La fonction de l’angoisse dans l’analytique existentiale
Nous avons déjà signalé que c’ est sous l’influence d’Aristote que Heidegger en est venu à accorder aux tonalités une fonction herméneutique, c’est-à-dire un rôle dans la compréhension du monde et l’auto-compréhension dont fait preuve le Dasein. C’est maintenant qu’il convient d’explorer plus avant cette idée voulant que l’angoisse ait une fonction méthodique dans l’analytique existentiale. Pour ce faire, il nous faut reprendre pour notre compte les deux questions qui ont guidé l’élaboration du paragraphe 40 d’Être et temps, en commençant toutefois par la seconde d’entre elles : « Comment le Dasein y est-il transporté par son propre être devant lui-même de telle manière que l’étant ouvert dans l’angoisse puisse comme tel être déterminé d’ une manière phénoménologiquement satisfaisante en son être, ou tout au moins qu’une telle détermination puisse être convenablement préparée? » .
Dans cette question rhétorique sont contenues des indications quant au sens du rôle méthodique et existential de l’angoisse. Il faut nous laisser guider par ces indications, car ce n’est certainement guère sans raison si Heidegger se demande de quelle façon l’angoisse transporte le Dasein devant son propre être. Cela indique tout d’abord que généralement le Dasein ne se fait pas face, qu’il se détourne de lui-même, et que dans cet état de détournement la compréhension qu’il a de lui-même est insuffisante pour l’analytique existentiale, qui a besoin de trouver à même l’existence l’attestation de la possibilité pour le Dasein de saisir « l’être-tout » d’un étant. Aussi considérerons nous cette indication en premier lieu . Il faudra toutefois poursuivre notre analyse du rôle de l’angoisse, puisque l’interrogation préliminaire suggère également que c’est lorsqu’il vit de l’angoisse que le Dasein a la possibilité de se comprendre adéquatement, c’est-à-dire de saisir l’entièreté de son propre être avec une lucidité suffisante pour que nous puissions considérer qu’il a alors un juste sentiment de l’être de l’étant qu’il est lui-même.
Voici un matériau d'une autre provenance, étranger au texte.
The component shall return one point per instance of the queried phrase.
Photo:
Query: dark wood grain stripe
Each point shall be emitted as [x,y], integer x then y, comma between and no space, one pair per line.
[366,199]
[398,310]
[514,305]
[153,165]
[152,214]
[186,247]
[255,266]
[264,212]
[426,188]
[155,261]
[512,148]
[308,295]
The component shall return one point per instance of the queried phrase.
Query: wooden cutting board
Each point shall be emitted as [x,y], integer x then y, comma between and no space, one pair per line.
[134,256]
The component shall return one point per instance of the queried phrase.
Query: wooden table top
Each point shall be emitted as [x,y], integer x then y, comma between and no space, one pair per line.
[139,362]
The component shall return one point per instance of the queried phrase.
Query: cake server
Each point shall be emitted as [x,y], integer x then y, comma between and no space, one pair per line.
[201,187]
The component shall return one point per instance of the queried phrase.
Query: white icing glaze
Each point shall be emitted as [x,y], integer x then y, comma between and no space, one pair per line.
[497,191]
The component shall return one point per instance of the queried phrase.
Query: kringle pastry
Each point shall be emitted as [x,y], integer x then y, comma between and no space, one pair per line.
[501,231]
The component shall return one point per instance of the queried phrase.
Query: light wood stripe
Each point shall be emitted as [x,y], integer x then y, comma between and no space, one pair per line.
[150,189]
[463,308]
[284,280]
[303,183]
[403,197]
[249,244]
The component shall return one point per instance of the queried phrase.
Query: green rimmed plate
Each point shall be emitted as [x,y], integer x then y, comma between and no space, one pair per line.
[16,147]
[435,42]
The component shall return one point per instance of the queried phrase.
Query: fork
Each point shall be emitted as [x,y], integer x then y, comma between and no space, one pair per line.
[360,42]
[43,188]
C’est ce que nous verrons en deuxième lieu , avant d’ explorer, en troisième lieu, le rapport entre l’angoisse et l’étrang(èr)eté (Unheimlichkeit) et, enfin , la manière dont l’angoisse produit une réduction et favorise l’être-authentique du Dasein. En suivant cet ordre dicté par les indications contenues dans le questionnement qui ouvre le paragraphe consacré à la tonalité de l’angoisse, nous pourrons comprendre pourquoi, d’après ce que soutient Heidegger dans Être et temps, l’angoisse est une tonalité « particulièrement approprié[e] à assumer pour l’analytique existentiale une fonction méthodique fondamentale (eine grundsatzliche methodische Funktion) », mais également que l’idée primordialement est que la Stimmung, et en particulier les Grundstimmungen comme l’angoisse, opère une réduction à même la facticité, laquelle réduction précède la réduction phénoménologique-transcendantale telle que la concevait Husserl.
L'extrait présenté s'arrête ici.